For Immediate Release

Contact: Amy Mercer
Marketing and Communications Manager
843-722-2706 ext. 38


The Charleston Story featuring the work of Alice Ravenel Huger Smith

The Rice Plantation series

The Gibbes Museum of Art is proud to feature the Rice Plantation series of watercolors paintings by Alice Ravenel Huger Smith. This exhibition from our permanent collection will hang through July 15, 2013.

Fifty years after the end of the Civil War, Charleston experienced an artistic rebirth that brought national attention to the "beautiful city that time had forgotten." This renaissance was largely the creation of a small community of artists that discovered in Charleston\'s time worn alleyways, weathered facades, and lowcountry landscape, a visual beauty that spoke of an extraordinary architectural and cultural past.
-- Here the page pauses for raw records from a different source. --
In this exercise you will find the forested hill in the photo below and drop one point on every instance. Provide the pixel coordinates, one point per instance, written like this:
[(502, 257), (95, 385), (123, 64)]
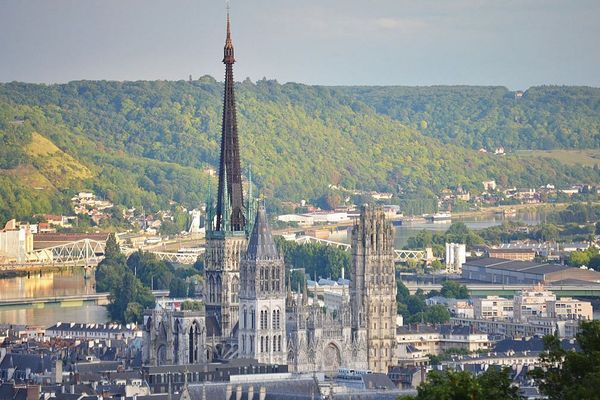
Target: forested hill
[(145, 143), (543, 117)]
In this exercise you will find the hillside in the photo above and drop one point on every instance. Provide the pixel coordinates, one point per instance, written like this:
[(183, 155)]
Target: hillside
[(145, 143), (544, 117)]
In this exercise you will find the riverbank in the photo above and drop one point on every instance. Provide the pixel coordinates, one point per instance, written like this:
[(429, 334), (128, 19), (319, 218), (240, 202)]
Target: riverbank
[(553, 207)]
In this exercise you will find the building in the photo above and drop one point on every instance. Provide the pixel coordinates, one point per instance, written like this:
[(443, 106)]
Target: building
[(568, 308), (492, 307), (174, 337), (15, 242), (532, 303), (243, 271), (539, 326), (496, 270), (373, 285), (262, 297), (423, 340), (301, 220), (512, 254), (489, 185), (456, 256), (226, 237), (457, 307), (91, 331)]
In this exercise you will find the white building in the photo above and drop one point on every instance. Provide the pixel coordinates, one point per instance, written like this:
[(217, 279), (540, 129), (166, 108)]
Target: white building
[(15, 242), (301, 220), (456, 256), (492, 307), (532, 303)]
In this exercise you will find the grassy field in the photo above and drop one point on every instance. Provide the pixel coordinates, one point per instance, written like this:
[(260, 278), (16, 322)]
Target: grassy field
[(588, 158)]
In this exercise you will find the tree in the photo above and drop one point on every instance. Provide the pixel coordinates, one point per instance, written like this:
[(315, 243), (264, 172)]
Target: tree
[(127, 291), (579, 258), (437, 314), (493, 384), (571, 375), (112, 250), (134, 313)]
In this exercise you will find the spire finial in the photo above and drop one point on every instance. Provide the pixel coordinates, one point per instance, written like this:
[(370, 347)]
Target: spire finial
[(228, 41)]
Alice Ravenel Huger Smith (1876-1958) was a leading artist of the cultural and economic renaissance that occurred in Charleston between the two world wars. Smith disseminated the history and mythology of her beloved lowcountry to a national audience through her evocative images, numerous writings, and civic activities. Produced in mid-career, A Carolina Rice Plantation of the Fifties was the most ambitious of her publications. The series of watercolors and the accompanying text, which includes an essay on rice cultivation by historian Herbert Ravenel Sass and the boyhood memoirs of her father Daniel Elliott Huger Smith, are meant to preserve a "first-hand knowledge\" of life on a rice plantation in the 1850s. Through a series of skillful and compelling watercolors, Smith offers a romantic vision of plantation life from a planter's perspective.
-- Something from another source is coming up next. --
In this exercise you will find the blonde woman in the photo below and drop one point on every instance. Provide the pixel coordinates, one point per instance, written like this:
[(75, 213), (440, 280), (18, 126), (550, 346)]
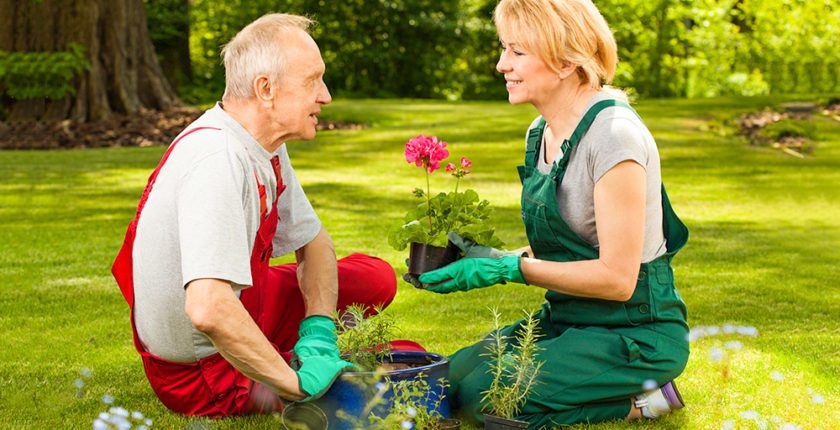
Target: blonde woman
[(601, 230)]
Upon completion of the book, Smith donated all thirty original watercolors to the Gibbes Museum of Art. The Rice Plantation Series, as this group of objects is most commonly referred to today, is synonymous with the Gibbes and is one of its most treasured assets. Thanks to the generosity of Wilmer Welsh and Ralph Blakely, who established the Welsh-Blakely Fund, the Gibbes, working in cooperation with the Straus Center for Conservation, Harvard University Art Museums, completed conservation of the entire series in 2009.

Established as the Carolina Art Association in 1858, the Gibbes Museum of Art opened its doors to the public in 1905. 
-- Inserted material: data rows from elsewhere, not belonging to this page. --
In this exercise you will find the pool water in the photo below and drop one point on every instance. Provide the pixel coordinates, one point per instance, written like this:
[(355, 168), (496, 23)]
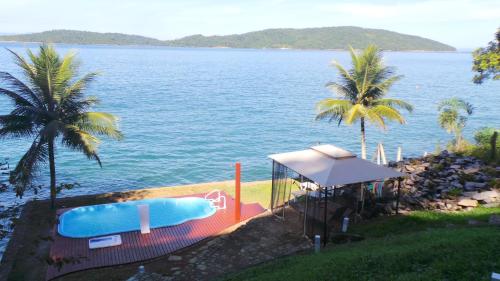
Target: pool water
[(96, 220)]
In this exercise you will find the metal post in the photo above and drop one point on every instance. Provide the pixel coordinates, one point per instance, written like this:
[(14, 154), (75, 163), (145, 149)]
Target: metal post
[(397, 198), (305, 211), (272, 189), (324, 223), (237, 207)]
Located in Charleston’s historic district, the Gibbes houses a premier collection of over 10,000 works of fine art, principally American works with a Charleston or Southern connection and presents special exhibitions annually. In addition, the museum offers an extensive complement of public programming and educational outreach initiatives.

As the aesthetic heart of the Lowcountry, the Gibbes serves the community by stimulating creative expression, increasing economic vitality through tourism, and improving the region’s superb quality of life.